Comenzó a aparecer en la sala un joven rubio,
con cabello a lo Warhol, silencioso, algo tímido,
acompañado, casi siempre, de una chica,
a veces, algún amigo.
Es mi alumno, me dijo Gonzalo.
Y el alumno empezó a subir al escenario,
con naturalidad osada, con convencimiento sereno.
«Hola, Miguel».
Empezamos a saludarnos, a preguntarnos, qué tal vas,
que gracias, que qué bonito, que qué hay el siguiente lunes.

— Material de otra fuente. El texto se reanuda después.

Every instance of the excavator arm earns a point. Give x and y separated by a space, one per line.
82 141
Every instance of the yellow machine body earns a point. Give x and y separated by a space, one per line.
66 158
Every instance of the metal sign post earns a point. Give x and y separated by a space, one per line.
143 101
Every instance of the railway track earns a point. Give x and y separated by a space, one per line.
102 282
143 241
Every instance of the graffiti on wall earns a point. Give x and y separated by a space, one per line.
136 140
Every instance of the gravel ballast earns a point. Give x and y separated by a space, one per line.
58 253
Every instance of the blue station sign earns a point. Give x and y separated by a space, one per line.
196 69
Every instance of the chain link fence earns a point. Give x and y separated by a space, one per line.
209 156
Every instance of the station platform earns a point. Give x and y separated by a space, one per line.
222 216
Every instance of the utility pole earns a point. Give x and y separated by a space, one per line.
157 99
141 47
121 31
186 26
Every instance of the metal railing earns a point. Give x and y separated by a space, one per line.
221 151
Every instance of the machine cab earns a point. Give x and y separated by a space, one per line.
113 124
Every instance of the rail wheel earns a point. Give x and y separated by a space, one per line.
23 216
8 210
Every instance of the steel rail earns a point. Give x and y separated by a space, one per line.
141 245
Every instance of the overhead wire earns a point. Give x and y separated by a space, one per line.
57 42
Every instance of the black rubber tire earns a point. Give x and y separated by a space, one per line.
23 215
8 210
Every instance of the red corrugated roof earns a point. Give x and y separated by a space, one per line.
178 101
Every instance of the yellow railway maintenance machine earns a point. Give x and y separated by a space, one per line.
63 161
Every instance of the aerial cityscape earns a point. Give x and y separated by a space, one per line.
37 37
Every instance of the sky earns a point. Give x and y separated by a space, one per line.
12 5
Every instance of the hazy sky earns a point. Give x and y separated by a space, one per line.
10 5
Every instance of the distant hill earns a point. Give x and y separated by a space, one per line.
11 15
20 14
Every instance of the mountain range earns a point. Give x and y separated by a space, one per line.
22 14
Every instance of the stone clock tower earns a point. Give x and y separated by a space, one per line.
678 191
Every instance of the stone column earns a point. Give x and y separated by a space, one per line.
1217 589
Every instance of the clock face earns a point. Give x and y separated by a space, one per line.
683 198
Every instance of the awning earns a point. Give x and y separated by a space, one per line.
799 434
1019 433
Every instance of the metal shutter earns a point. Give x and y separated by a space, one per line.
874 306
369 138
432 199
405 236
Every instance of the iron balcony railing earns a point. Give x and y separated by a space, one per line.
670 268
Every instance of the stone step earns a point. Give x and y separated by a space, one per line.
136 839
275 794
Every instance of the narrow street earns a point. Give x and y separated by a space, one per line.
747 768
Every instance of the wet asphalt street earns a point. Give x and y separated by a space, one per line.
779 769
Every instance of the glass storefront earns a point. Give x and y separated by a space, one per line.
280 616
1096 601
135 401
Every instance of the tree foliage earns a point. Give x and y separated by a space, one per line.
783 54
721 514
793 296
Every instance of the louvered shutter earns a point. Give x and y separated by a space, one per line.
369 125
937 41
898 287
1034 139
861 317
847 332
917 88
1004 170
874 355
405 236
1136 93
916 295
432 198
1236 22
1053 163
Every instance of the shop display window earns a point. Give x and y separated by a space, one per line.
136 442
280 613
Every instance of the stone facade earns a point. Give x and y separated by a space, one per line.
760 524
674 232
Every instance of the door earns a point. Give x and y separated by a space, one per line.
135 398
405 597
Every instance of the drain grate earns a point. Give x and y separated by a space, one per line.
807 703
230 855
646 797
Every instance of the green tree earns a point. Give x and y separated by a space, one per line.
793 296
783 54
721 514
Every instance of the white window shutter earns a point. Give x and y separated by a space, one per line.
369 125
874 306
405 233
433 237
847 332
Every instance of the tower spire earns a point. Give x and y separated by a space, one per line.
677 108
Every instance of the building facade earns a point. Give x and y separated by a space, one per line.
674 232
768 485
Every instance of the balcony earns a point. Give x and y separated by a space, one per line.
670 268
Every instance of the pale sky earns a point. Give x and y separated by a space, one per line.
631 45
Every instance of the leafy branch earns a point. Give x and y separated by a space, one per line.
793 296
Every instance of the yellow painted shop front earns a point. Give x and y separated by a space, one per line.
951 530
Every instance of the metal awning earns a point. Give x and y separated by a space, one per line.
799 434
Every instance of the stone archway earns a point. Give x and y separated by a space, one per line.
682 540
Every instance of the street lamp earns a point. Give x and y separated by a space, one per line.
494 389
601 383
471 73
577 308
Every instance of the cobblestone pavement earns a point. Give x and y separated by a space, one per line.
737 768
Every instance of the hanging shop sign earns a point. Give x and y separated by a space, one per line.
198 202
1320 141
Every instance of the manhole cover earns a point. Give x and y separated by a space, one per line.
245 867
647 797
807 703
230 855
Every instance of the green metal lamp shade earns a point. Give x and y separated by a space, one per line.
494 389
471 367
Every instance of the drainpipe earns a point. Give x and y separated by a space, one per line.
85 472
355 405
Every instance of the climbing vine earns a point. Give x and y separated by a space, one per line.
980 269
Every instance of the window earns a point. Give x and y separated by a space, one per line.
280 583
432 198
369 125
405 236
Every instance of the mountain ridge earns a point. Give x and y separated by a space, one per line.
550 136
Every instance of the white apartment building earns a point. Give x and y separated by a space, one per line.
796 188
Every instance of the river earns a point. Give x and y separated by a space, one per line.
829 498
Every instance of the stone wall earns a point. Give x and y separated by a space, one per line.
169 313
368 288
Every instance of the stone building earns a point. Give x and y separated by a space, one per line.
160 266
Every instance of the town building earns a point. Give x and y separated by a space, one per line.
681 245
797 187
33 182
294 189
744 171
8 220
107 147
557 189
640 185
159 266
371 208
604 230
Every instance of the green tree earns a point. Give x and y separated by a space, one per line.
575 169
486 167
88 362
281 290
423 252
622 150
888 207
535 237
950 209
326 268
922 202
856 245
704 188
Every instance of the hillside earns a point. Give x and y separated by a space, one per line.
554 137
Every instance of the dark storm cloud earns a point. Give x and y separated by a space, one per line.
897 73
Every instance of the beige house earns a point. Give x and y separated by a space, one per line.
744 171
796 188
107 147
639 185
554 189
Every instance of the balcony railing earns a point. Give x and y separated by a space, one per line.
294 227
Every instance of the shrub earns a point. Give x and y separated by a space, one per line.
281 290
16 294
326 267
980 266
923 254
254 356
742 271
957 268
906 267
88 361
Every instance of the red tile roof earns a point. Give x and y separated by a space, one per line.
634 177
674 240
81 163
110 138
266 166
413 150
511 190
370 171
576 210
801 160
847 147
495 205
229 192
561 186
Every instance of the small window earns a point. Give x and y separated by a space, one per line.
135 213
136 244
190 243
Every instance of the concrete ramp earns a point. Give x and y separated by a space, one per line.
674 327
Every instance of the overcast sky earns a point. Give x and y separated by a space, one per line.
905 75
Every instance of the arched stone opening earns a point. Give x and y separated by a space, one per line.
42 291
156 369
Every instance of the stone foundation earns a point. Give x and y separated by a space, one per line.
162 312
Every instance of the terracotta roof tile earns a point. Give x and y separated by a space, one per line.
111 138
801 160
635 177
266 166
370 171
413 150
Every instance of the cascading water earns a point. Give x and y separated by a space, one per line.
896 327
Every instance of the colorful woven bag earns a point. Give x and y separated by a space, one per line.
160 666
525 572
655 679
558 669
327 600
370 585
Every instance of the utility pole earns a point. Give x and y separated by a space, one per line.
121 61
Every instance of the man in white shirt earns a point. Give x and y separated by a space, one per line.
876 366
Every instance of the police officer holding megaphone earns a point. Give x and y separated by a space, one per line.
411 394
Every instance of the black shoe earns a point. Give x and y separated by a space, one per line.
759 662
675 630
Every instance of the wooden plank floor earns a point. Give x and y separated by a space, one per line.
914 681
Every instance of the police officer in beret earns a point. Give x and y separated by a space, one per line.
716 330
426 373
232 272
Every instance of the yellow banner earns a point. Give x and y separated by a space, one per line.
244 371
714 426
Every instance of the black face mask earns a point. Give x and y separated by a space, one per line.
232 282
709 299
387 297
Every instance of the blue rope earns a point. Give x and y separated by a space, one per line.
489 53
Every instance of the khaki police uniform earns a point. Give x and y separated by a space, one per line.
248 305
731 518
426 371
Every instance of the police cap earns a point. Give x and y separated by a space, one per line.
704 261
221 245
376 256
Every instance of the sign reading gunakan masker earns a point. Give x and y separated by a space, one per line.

Y cada quince días, Miguel estaba
y subía
y su voz se hacía experta,
sus palabras cantaban
elegancia libertina,
cognición joven.
COMPAÑÍA, clamaba.
Miguel se cambió el pelo
y entró con americana
y una mochila siempre llena
y nos hacíamos bromas.
La familia crecía, y él maduraba.
Ganó el premio, danzamos en Brieva, reímos fuera,
nos sentimos en el Teatro Real.
De alcohol poco, de ciencia mucho, de poesía todo.
Cariño fácil que mutaba a verdad.
Ahora ese joven rubio luce de nuevo fósforo en el cabello.
La vida, de repente, le ruge sin piedad
y él está listo
y él va a seguir
firme
su camino.
Con palabras elevará su sendero
y nosotros, su otra familia, estaremos, por si acaso,
ahí
como bastones de baile.
Y yo, en alto, doy gracias
porque ese joven rubio, que entraba en la séptima planta,
con sigilo descarado,
se haya convertido,
ya,
en mi, en nuestro, en un grande Miguel.